Why this matters for Canadian businesses: The Canadian Centre for Cyber Security National Cyber Threat Assessment names ransomware against small and medium organizations as the most disruptive ongoing cyber threat to Canada. The same assessment notes that Canadian SMBs are the least resourced cohort to defend against it.

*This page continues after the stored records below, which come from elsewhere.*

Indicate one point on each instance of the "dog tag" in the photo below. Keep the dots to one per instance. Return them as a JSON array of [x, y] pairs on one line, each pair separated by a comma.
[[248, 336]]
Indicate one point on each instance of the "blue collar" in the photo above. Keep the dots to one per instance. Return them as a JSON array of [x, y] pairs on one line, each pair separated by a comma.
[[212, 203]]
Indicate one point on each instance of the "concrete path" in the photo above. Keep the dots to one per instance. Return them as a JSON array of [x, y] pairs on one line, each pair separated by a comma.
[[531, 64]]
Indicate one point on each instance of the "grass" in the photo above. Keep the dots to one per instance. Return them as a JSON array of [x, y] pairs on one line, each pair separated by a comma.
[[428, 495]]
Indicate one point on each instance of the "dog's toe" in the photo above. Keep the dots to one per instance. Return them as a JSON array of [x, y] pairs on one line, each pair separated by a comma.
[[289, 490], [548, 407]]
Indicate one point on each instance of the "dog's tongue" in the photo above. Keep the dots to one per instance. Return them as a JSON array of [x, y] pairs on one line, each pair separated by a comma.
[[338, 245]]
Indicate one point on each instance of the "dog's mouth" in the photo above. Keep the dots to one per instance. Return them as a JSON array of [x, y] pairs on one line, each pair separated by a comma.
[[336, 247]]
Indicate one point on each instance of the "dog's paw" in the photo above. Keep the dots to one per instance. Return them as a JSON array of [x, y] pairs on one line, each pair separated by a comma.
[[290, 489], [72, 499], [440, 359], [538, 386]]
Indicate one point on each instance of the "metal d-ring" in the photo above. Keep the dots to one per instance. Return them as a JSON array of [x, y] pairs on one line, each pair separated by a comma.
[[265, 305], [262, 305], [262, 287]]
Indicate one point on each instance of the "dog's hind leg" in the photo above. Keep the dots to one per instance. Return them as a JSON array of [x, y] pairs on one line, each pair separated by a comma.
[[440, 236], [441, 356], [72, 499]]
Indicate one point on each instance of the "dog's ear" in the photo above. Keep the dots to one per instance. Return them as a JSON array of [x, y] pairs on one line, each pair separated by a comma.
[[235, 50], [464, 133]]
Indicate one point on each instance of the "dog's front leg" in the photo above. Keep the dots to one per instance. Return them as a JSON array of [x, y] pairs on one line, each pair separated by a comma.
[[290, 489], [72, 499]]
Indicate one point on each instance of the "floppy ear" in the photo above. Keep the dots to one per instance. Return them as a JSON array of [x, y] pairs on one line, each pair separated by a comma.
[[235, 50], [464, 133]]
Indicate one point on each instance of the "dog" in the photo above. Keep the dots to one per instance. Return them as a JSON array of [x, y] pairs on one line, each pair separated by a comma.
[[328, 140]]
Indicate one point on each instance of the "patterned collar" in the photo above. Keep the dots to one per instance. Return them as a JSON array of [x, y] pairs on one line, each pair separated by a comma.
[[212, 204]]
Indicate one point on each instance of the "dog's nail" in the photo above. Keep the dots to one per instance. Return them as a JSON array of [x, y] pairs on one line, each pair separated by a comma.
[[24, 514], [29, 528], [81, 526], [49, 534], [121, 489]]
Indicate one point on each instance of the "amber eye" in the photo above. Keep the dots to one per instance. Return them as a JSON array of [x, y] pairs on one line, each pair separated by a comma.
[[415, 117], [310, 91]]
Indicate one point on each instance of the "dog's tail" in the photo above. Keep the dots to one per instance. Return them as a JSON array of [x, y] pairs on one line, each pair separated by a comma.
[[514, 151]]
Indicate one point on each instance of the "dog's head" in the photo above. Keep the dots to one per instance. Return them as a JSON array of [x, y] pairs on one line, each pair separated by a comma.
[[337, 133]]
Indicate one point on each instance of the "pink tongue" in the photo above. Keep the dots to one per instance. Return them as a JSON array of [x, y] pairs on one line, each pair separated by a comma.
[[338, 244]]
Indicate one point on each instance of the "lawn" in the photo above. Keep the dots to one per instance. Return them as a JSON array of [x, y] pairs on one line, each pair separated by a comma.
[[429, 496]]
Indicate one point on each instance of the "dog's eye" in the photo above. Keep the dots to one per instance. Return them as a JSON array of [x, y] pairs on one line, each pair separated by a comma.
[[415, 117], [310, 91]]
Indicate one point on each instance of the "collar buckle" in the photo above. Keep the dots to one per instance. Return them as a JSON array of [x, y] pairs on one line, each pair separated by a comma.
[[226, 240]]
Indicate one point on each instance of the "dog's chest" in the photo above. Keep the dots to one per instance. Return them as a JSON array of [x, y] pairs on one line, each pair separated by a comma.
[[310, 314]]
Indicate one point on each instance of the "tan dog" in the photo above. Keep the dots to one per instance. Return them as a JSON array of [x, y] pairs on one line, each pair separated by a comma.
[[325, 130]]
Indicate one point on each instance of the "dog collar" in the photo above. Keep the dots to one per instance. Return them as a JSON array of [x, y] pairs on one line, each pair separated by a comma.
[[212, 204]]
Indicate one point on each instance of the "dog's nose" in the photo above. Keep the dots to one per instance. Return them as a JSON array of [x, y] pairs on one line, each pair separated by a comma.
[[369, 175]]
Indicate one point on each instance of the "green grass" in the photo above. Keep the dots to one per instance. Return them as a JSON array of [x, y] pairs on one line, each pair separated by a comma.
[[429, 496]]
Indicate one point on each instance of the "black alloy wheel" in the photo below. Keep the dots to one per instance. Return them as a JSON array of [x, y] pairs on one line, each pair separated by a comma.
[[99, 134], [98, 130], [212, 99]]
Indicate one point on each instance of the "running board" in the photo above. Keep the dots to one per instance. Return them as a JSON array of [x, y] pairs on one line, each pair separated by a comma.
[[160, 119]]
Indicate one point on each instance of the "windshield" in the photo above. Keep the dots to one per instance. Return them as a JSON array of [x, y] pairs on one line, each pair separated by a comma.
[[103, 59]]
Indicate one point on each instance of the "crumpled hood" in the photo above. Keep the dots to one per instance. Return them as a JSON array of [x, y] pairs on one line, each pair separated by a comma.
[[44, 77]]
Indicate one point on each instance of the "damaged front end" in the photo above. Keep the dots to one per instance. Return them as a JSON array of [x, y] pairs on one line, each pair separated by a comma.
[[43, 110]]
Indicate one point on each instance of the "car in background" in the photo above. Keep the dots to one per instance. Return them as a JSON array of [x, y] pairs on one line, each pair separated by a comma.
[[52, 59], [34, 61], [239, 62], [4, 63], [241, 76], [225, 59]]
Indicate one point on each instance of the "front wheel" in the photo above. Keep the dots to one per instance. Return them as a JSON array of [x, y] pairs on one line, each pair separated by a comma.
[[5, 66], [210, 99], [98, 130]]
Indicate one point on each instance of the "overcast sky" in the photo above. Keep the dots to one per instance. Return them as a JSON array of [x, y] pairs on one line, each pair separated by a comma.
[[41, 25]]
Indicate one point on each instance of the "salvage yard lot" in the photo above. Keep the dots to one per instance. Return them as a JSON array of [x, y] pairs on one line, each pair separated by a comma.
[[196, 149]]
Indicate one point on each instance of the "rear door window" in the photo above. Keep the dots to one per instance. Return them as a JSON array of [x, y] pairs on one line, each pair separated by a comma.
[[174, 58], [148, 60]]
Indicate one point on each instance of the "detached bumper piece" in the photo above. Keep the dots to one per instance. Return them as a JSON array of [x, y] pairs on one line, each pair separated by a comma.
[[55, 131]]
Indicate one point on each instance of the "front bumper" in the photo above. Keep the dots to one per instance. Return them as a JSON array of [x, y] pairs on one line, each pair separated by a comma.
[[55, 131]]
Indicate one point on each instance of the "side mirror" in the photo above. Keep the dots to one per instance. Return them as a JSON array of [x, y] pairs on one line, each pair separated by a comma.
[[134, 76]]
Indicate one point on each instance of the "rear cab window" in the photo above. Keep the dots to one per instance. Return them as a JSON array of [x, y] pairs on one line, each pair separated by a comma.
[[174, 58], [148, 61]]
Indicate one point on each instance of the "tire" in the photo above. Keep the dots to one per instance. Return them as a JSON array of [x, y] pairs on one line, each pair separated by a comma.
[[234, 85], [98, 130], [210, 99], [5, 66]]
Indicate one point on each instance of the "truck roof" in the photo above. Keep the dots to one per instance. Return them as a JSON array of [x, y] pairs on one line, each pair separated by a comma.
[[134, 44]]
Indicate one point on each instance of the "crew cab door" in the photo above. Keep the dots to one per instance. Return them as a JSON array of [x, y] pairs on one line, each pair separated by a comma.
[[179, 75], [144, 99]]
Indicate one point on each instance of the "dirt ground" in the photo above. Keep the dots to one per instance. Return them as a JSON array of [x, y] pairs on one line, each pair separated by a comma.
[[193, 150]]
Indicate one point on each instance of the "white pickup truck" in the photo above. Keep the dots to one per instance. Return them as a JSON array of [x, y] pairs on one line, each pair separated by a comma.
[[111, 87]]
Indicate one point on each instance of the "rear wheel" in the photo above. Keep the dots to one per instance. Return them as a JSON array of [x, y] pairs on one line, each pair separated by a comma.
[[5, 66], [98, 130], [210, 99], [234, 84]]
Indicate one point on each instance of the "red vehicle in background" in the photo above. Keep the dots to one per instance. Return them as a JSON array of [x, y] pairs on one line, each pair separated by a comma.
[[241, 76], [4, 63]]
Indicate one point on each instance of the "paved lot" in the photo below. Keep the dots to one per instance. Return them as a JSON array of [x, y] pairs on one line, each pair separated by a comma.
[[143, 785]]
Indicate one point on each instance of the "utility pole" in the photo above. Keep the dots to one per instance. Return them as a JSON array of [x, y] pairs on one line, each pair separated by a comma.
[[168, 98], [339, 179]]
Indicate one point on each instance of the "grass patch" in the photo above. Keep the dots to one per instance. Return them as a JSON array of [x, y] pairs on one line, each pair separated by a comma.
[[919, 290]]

Statistics Canada’s Canadian Survey of Cyber Security and Cybercrime confirms that small and medium employers are the least likely cohort to maintain a documented incident response plan or run regular tabletop exercises.

The Canadian Anti-Fraud Centre reports business email compromise and investment fraud as the two highest-loss categories nationally. The Information and Privacy Commissioner of Ontario and the Office of the Information and Privacy Commissioner for British Columbia continue to flag healthcare, legal, and professional services firms as breach-disclosure hotspots under PHIPA, PIPEDA, and BC PIPA.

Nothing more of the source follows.